Et c’est bien pour cela que le responsable des chemins de fer nord-coréens, a répété que le Sud devait cesser de suivre la ligne des Américains : « Si le Sud continue de regarder par-dessus son épaule pour vérifier l'humeur de quelqu'un et continue de tergiverser, la réunification n'aura jamais lieu », a-t-il dit lors de la cérémonie organisée à la gare de Panmun, dans la ville frontalière de Kaesong, en Corée du Nord. Quelques instants après, une dizaine de représentants de chaque pays ont actionné des leviers pour reconnecter symboliquement les rails, le Conseil de sécurité de l'ONU avait d’ailleurs octroyé une exemption pour l'événement, selon la presse locale, pour assurer que l’on pouvait faire passer au nord ce « train de la paix » sans contrevenir aux sanctions internationales qui pèsent sur la Corée du Nord.

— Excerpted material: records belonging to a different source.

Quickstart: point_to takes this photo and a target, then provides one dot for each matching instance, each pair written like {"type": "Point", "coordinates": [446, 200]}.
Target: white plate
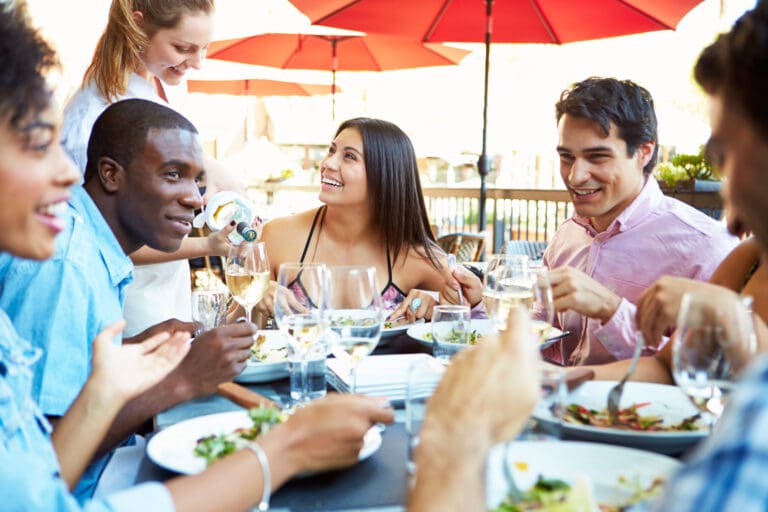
{"type": "Point", "coordinates": [256, 371]}
{"type": "Point", "coordinates": [483, 326]}
{"type": "Point", "coordinates": [399, 329]}
{"type": "Point", "coordinates": [669, 402]}
{"type": "Point", "coordinates": [173, 448]}
{"type": "Point", "coordinates": [565, 460]}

L’enjeu économique pourrait être considérable pour la Corée du Sud si la péninsule coréenne pouvait être un jour reliée à l'Europe par le nord via le chemin de fer transsibérien. Des représentants chinois, russes, mongols, assistaient à la cérémonie. Les spécialistes disent toutefois que les infrastructures de transport nord-coréennes sont en si mauvais état qu'il faudra des milliards de dollars et des décennies pour les moderniser.